De acordo com Gaiarsa, 2019, nossos ancestrais arborícolas tinham um corpo quadrúpede, porém com as “patas” mais parecidas com mãos do que com pés. Tal anatomia possibilitava subir em galhos cada vez mais altos e, portanto, cair de alturas cada vez maiores. Estas quedas podem ter preconizado nosso reflexo de sobressalto, também conhecido como reflexo de moro, ou reflexo de susto, ainda bem presente em bebês recém-nascidos. Com a necessidade constante de se reerguer contra a gravidade, a musculatura tônica passou a aumentar sua necessidade de tensionamento, nos tornando mais firmes contra a gravidade.
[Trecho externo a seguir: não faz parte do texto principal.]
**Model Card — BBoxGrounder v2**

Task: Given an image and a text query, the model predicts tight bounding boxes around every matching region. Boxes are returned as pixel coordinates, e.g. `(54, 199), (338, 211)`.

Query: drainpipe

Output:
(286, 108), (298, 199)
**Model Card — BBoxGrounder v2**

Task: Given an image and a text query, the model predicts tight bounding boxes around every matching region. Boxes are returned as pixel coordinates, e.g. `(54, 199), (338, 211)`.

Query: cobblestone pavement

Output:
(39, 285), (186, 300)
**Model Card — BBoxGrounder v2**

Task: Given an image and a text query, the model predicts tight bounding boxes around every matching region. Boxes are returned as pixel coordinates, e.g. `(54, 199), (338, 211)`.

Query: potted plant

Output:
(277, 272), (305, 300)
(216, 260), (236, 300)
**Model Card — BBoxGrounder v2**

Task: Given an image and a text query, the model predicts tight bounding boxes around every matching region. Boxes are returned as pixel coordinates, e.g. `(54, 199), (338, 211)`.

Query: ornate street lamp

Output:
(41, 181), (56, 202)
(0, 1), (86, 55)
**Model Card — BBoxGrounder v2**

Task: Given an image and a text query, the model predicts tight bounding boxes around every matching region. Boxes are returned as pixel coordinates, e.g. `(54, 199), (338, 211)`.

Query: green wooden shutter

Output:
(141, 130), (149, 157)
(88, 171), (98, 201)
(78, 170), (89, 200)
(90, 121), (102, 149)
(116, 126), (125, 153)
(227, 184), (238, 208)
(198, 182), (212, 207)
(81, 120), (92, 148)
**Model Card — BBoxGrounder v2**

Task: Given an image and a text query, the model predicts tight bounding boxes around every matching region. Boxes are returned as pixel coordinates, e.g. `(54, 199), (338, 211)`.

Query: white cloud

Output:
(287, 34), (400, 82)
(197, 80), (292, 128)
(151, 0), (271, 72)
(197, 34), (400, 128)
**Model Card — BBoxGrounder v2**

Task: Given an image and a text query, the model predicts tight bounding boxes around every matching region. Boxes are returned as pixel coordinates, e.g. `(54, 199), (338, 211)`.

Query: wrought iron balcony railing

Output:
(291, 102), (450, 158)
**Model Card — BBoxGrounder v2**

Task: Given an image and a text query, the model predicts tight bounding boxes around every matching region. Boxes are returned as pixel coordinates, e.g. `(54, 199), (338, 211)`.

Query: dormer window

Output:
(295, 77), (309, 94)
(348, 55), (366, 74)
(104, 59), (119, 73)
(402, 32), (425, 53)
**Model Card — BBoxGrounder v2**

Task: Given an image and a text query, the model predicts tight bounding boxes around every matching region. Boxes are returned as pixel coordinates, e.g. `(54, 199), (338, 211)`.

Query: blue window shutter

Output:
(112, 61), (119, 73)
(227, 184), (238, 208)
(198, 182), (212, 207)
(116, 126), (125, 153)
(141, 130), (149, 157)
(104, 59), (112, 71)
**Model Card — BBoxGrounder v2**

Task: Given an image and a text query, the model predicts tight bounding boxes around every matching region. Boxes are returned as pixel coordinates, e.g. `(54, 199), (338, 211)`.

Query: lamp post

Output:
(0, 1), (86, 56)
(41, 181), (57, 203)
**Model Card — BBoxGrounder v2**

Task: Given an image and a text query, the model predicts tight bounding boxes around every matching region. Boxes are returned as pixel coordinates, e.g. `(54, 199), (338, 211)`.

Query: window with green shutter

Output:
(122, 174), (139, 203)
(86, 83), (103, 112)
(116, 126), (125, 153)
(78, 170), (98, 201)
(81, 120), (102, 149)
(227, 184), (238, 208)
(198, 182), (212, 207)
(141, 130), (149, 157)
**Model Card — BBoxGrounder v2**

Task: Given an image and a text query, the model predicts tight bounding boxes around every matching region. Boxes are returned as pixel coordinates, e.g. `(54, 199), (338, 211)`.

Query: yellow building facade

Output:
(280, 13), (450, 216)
Por poderem subir e alcançar mais alimentos do que o necessário, nossos ancestrais teriam, portanto, mais tempo de observação externa em momentos de não tanto perigo, como ao sentar-se em um galho, com alimentos nas patas dianteiras, em momentos de saciedade. Com os olhos anteriorizados e visão binocular, somados ao movimento de pinça e a capacidade de trazer o alimento até a boca, e não mais a boca ao alimento, estando de estômago cheio, sem medo de estar sendo predado a qualquer momento, uma vez que já se tinha deixando de ser um bicho noturnos e passando a utilizar mais da luz solar para identificar melhor as diferentes formas e cores, surge então o momento de introversão, onde se pode observar o objeto, seja o alimento não comido, seja o galho que vira brinquedo, e a partir deste momento, nascem muitas possibilidades, dentre elas, a de evoluir e simbolizar. Desenvolve-se a linha média, a relação olhos mãos, e todo o universo que pode ser visto nesse pequeno espaço entre essas estruturas. Nossas emoções estão no corpo, e a evolução de nossos movimentos, muito embora possam ter sido norteadas pelas nossas necessidades de sobrevivência, evoluíram ao ponto de nos permitir a vivência e a antecipação dos fatos e não apenas a sobrevivência a eles. Com a necessidade de impulsão contra a gravidade, também, a cada queda, as patas traseiras foram ficando mais fortes, mais compridas do que as dianteiras, e as extremidades maiores, fazendo-se plataformas que empurram o solo de forma mais eficiente. Quando esse ser primitivo sai da mata fechada e chega na savana, seu corpo já consegue se erguer contra a gravidade e já é possível a marcha como locomoção. Ganhamos pés para caminhar.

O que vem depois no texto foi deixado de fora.